New York Times Article on Iana Matei
Rescuing Young Women From Traffickers'
http://www.nytimes.com/2010/10/16/world/europe/16romania.html
As told to Pam Pyne: In 2010 Reader's Digest designated me European Of The Year in recognition of my work rescuing minor aged girls from trafficking and forced prostitution. The purpose of this blog is to introduce myself to you and to share my heart, my thoughts and my dreams. I'd like for you to get to know me. I'll count myself successful if I inspire you the way that the girls that I work with have inspired me.
Monday, October 18, 2010
Monday, October 11, 2010
Reason For This Blog
I spent 8 years living in Romania where I worked with a humanitarian foundation serving abandoned children. In the late 1980s the world was shocked to see the situation inside Romanian orphanages. By the time I arrived in 1993, many of these children, approaching their teens, had left the orphanages for the streets.
They lived down under the manhole covers, beneath the street, huddled around sewer pipes for warmth. The cold and hunger weren’t their worst enemies. These proved to be men in shiny cars with dark tinted windows who pulled over and stared at the children. They would motion or point to a child. An adult or an older child would get out of the car and walk over and stand, huddled with him/her for a few minutes. The child would get into the car. The car would drive off and the child wouldn’t be heard from again for weeks, months, maybe never.
This was my introduction to child prostitution.
These children, were promised food, a bed and clothes.
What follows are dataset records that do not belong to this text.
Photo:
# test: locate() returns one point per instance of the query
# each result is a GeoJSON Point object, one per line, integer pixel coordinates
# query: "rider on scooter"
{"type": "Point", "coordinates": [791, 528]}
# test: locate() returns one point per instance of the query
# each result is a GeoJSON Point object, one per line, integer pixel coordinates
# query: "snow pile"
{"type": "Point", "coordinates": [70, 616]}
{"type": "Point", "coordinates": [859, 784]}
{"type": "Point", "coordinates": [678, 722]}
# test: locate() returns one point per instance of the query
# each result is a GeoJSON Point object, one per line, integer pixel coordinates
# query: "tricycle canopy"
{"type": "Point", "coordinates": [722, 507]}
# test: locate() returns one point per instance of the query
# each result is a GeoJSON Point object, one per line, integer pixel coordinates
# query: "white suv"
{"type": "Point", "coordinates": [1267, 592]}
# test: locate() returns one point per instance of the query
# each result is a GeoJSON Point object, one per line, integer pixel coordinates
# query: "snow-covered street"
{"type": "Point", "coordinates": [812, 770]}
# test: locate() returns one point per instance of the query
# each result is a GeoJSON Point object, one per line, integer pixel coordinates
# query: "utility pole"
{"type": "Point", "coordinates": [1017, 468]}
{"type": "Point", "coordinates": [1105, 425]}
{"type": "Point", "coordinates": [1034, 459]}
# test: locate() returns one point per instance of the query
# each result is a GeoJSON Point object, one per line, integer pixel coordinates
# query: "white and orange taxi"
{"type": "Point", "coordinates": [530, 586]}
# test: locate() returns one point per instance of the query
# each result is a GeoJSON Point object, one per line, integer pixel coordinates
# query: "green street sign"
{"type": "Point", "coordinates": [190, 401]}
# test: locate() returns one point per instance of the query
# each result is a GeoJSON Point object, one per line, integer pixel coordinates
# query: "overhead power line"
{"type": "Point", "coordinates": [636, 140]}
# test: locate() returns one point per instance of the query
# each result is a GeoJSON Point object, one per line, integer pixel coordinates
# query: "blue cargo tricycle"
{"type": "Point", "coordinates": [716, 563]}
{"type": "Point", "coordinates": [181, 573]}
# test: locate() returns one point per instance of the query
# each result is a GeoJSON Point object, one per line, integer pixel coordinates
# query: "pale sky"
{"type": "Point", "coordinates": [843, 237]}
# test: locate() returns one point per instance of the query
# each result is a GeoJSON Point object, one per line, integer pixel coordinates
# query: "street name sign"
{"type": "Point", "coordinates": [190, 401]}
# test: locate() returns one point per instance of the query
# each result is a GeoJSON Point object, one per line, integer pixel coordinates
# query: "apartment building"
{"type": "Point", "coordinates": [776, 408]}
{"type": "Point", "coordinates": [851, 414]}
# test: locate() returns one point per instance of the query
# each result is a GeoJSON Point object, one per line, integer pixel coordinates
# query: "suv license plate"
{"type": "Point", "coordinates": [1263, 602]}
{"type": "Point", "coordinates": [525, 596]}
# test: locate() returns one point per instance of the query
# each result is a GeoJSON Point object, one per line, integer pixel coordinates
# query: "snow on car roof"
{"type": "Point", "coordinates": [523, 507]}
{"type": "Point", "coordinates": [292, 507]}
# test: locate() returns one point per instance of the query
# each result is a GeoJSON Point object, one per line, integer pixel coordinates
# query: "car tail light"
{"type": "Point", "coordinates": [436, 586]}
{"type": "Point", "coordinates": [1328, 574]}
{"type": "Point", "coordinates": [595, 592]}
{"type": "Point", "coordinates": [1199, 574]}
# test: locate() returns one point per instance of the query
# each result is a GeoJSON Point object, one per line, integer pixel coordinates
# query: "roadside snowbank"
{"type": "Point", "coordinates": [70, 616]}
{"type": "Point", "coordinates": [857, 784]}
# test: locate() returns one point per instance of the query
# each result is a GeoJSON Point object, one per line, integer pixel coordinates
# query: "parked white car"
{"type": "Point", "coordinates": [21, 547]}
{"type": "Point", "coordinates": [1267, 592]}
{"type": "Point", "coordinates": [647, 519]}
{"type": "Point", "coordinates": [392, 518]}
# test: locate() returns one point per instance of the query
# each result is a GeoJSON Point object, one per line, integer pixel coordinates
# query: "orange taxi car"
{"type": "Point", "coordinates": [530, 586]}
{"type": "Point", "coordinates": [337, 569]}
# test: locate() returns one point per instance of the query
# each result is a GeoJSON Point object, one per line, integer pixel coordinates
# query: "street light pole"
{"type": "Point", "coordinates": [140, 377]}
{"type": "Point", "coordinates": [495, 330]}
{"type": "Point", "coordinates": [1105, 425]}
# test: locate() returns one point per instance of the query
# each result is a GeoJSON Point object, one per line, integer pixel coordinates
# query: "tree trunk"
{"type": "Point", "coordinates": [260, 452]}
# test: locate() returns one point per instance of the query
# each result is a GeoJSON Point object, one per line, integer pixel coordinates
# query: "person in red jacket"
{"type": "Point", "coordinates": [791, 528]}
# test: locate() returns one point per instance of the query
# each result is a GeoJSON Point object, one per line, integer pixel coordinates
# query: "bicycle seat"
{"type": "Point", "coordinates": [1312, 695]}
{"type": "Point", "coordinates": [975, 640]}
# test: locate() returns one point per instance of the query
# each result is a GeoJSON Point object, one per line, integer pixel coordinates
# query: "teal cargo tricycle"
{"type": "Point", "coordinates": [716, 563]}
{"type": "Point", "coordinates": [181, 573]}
What they weren’t told was that they would have to have sex with 10 or 20 people a day and they might be forced to travel to a different country where they didn’t know the language and their documents would be taken from them. They'd be at the mercy of pimps.
I saw this happen and I was unable to do a thing about it. In 1998 I met Iana Matei, another humanitarian-aid worker who assisted street children. I was drawn to her immediately. A short, pretty, blonde woman who never stopped talking, Iana had lived in Australia for 10 years where she trained as a psychologist.
. It didn’t take long for me to realize that Iana not only knew her way around the complicated, ever changing Romanian governmental system (something it takes years if ever for a westerner to comprehend) but she was also getting things done. By this time, because of the corruption, many western NGO's had come and gone.
Iana had what it took to hold her own against all of this. In the last three years I lived in Romania, she established a safe house for girls who had been forced into prostitution. Iana was also instrumental in the conviction and imprisonment of some of the most notorious pimps of minor aged victims.
As the years went by, I returned to the States and resumed my life. What I had seen while in Romania haunted me. I still wanted to do something.
I called Iana one day. She told me she was trying to build a hotel where at-risk girls could work. I wanted to help her. Assisting Iana with this blog is my way of contributing. It’s not that Iana needs me to enable her to write a blog. She’s perfectly capable of doing that herself, and she probably would do it...if she weren’t busy rescuing girls and doing things that only Iana can do. Her story is worth telling, and it’s my honor to help her do so. Read it with your heart.